7.6.13

Incertidumbre

Tan inestable como una balanza, tan peligrosa como cristales rotos, despiadada como el azar.

Les miras y rompes a llorar por dentro. Las lágrimas no se ven, mostrarte débil no es una opción. El llanto se ahoga entre el humo de las fotografías que todavía arden al fuego, las miradas se cruzan buscando respuestas que no tienen preguntas a las que responder.

Lanzas una moneda hacia el ocaso y en tu mano siempre cae la cruz. Antes de echarlo a suertes ya sabías que la vida nunca te sonríe, la esperanza hace tiempo que te dijo adiós y tú misma te encargaste de romper en pedazos ese pasado que ahora echas de menos.

Todos ellos perecieron bajo la sombra del error, se perdieron entre los escombros que un buen día decidió dejar la vida. Qué poseen, de qué carecen… preguntas vanas, pues hace tiempo que nada es tangible.

Cuentan que algunos han llegado a morir ahogados en su reflejo. No por pecar de ilusos, sino por demencia, por querer recuperar el brillo de sus ojos en ese océano que atrapa a sus demonios interiores. Algunos ingenuos llegaron a pensar que la realidad estaba en su espejo y que todo sería tan efímero como el tiempo que tardaran en decidir apartar sus ojos del cristal.

Se equivocaban. La tortura es permanente, el pasado es el peso en los hombros que aniquiló a un futuro incierto y que es sostenido por un presente cansado y dolido.

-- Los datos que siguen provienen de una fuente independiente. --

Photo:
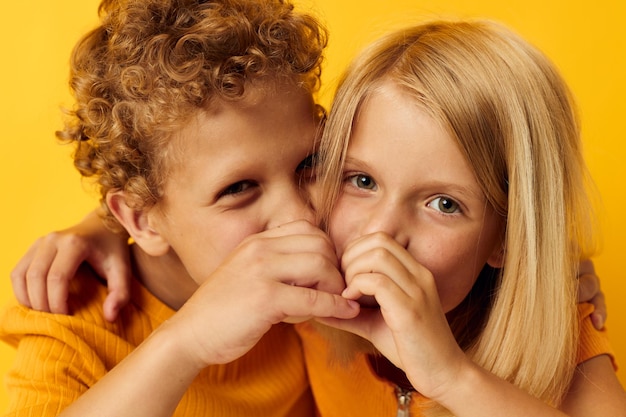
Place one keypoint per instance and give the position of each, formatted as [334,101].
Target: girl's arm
[269,278]
[411,330]
[41,277]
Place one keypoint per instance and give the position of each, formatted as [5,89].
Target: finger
[586,267]
[37,276]
[64,266]
[588,287]
[308,302]
[118,283]
[18,276]
[361,325]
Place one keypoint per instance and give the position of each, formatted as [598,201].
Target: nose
[291,204]
[390,218]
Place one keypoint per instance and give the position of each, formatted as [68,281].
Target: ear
[137,224]
[496,259]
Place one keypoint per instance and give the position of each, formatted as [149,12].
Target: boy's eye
[237,188]
[445,205]
[308,163]
[362,181]
[307,168]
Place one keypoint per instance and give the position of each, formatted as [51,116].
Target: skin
[238,184]
[412,230]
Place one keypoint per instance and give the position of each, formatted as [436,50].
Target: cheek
[454,268]
[342,226]
[208,244]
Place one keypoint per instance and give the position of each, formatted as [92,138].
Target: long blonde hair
[514,120]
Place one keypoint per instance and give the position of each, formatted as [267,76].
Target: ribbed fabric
[59,357]
[334,385]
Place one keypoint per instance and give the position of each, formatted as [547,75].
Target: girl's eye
[308,163]
[236,188]
[445,205]
[363,181]
[307,168]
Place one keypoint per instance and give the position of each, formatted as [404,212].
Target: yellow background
[41,191]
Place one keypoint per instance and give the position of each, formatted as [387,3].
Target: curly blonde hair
[152,64]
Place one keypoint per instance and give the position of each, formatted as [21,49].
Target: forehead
[275,120]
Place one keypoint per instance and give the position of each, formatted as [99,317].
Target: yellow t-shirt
[355,389]
[60,356]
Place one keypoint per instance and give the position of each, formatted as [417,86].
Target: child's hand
[589,291]
[410,328]
[41,277]
[282,274]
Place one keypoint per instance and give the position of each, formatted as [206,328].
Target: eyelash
[308,163]
[456,205]
[353,179]
[235,188]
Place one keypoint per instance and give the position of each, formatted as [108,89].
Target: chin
[344,346]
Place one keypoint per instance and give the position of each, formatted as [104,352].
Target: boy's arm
[41,277]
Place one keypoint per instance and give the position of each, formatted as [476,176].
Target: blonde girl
[456,199]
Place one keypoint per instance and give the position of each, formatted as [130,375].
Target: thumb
[118,283]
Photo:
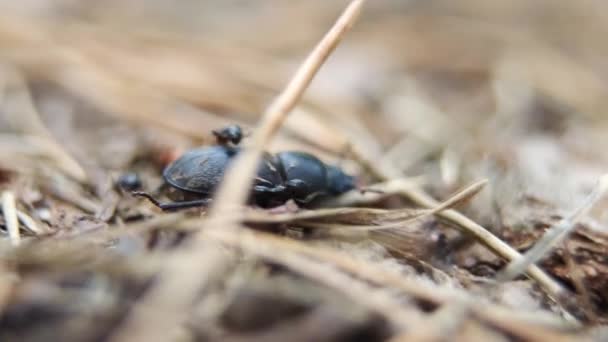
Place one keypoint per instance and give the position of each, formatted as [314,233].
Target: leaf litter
[419,101]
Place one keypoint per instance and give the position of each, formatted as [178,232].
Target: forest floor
[480,127]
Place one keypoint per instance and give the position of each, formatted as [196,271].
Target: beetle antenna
[364,190]
[147,196]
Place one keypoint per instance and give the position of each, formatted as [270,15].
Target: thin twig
[234,191]
[554,235]
[412,192]
[194,266]
[10,217]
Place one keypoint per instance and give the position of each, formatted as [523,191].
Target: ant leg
[173,205]
[267,189]
[370,190]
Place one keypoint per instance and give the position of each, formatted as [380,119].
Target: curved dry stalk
[412,192]
[189,269]
[22,115]
[235,189]
[10,217]
[554,235]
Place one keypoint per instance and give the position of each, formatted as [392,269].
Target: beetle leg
[266,189]
[173,205]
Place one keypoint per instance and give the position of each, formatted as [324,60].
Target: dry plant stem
[442,325]
[578,279]
[554,235]
[235,189]
[412,192]
[370,272]
[376,300]
[188,270]
[22,115]
[10,216]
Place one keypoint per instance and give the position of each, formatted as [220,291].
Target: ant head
[296,188]
[231,133]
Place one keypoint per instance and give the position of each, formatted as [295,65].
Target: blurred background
[450,91]
[442,92]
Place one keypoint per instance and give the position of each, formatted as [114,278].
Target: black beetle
[287,175]
[129,181]
[231,133]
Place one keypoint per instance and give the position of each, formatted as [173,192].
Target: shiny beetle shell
[200,170]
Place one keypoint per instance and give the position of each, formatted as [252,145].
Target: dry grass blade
[554,235]
[234,190]
[18,108]
[412,192]
[377,300]
[188,270]
[29,223]
[370,272]
[10,216]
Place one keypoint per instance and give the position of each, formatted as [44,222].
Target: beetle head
[338,181]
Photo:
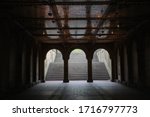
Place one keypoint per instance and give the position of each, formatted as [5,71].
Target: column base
[89,80]
[65,81]
[112,80]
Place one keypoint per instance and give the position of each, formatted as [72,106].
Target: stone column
[41,65]
[122,64]
[66,80]
[90,78]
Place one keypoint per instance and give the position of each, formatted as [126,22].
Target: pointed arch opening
[53,65]
[101,65]
[78,65]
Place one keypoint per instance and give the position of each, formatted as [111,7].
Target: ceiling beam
[81,18]
[77,34]
[101,21]
[75,28]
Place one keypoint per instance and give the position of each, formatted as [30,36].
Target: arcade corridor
[39,60]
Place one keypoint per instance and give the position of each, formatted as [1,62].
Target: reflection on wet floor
[80,90]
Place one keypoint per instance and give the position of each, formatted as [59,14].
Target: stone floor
[80,90]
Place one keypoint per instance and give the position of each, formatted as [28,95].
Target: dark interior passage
[31,28]
[81,90]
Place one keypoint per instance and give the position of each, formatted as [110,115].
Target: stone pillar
[66,80]
[122,64]
[41,65]
[89,60]
[130,65]
[42,69]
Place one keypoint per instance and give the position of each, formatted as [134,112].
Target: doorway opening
[101,65]
[78,65]
[54,65]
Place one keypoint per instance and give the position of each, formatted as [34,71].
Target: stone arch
[84,49]
[50,60]
[107,61]
[77,65]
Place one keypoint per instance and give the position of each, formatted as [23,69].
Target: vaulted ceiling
[50,20]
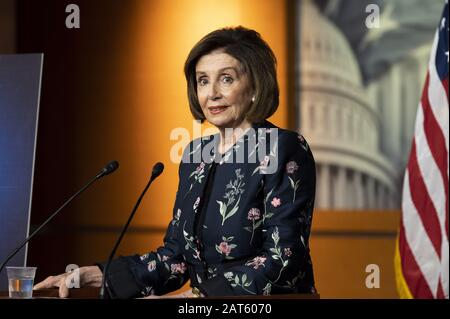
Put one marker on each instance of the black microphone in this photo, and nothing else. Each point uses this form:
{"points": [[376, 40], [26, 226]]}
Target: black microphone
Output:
{"points": [[157, 170], [108, 169]]}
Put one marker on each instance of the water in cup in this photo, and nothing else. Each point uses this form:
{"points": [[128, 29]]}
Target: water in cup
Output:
{"points": [[21, 281]]}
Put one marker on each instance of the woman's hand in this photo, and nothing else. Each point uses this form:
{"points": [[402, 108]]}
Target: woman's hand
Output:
{"points": [[185, 294], [90, 276]]}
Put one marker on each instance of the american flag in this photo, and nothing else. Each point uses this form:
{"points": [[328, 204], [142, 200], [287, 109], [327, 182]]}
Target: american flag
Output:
{"points": [[422, 252]]}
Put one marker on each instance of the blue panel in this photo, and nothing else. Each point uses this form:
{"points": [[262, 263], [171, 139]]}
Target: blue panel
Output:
{"points": [[20, 77]]}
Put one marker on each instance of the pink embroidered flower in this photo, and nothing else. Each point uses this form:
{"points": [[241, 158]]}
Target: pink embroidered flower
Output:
{"points": [[257, 262], [288, 252], [264, 162], [197, 202], [276, 202], [178, 268], [151, 265], [200, 168], [291, 167], [225, 248], [254, 214]]}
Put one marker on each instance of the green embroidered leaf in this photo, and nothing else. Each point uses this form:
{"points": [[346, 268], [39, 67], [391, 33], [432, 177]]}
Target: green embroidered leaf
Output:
{"points": [[270, 193], [222, 207], [292, 182], [258, 224]]}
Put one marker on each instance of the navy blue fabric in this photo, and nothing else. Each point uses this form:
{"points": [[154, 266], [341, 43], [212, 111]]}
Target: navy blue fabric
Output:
{"points": [[236, 231]]}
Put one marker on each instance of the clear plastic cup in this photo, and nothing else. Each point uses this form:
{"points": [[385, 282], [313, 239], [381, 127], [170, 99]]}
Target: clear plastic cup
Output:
{"points": [[21, 281]]}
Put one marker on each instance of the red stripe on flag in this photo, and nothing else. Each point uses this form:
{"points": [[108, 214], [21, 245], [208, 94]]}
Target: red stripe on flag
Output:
{"points": [[440, 292], [445, 84], [414, 278], [423, 202], [436, 141]]}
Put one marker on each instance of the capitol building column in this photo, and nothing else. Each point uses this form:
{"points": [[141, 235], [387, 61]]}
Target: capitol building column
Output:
{"points": [[340, 189], [359, 190], [370, 191]]}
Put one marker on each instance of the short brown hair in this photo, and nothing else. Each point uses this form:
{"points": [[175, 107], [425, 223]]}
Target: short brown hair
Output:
{"points": [[257, 59]]}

Pero nada de esto es apreciable. Al otro lado muestran caras maquilladas con sonrisas que duelen más que llantos. Engañar es fácil, pero mentirse a uno mismo es lacerante. Todos pintan la felicidad, pero pocos lo hacen por inspiración, la mayoría plagian lo que ven, lo que les han contado antes de irse a dormir, antes de cerrar los ojos, antes de regresar al otro lado, al que no se ve… 

ése donde solo se llora.

Ewinor

27.4.13

Sonrisa


- A veces las ganas se van. Pero siempre debes mantenerte sonriendo, así todos se preguntaran por dentro qué estas tramando.
- ¿Así funciona tu sonrisa?
- Es una de las más espantosas y hábiles formas de ocultar el dolor.
- ¿Y si alguien, en lugar de sólo pensarlo, te preguntara por qué siempre estás sonriendo? ¿Qué le dirías?
- Me reiría, y pensaría que posiblemente esa persona sea el amor de mi vida.


Ewinor

19.4.13

Lo único que odio


He pasado el tiempo suficiente entre tus brazos como para saber dónde quiero estar. He escuchado tu voz lo suficiente como para saber qué es lo que quiero escuchar. Estoy a tu lado. Todo lo que necesito es un poco más de ti. Reímos juntos lo suficiente como para saber cómo quiero sentirme. He estado junto a ti lo suficiente como para saber por qué te necesito. Y estoy tan segura de que no quiero que te vayas... Nada consigue matar mis enormes ganas de estar contigo porque me gusta cada detalle de ti, de nosotros.

Me encanta cuando me tumbo en la cama y huelo a ti después de haberme pasado el día a tu lado; me enternece cuando te pasas el día metiéndote conmigo, me gusta cuando siento tu respiración en mi cuello.

Que todo el tiempo que paso a tu lado me parezca poco, me atonta cuando te me quedas mirando como un bobo, me divierte cuando me dices que soy rara, me entusiasman nuestras risas, nuestros miles de te quieros, me ablandan esos besos interminables, como si el secreto de la vida dependiera de ellos.

Estar a tu lado tardes enteras, cuando me mandas mensajes, cuando me dices que te encanto, cuando me dices que no me vaya…

Adoro  todo lo que haces para quedarnos dos milésimas de segundo solos y besarme.

Me enamoran tus besos, tus abrazos y .

Lo único que odio, es la idea de perderte.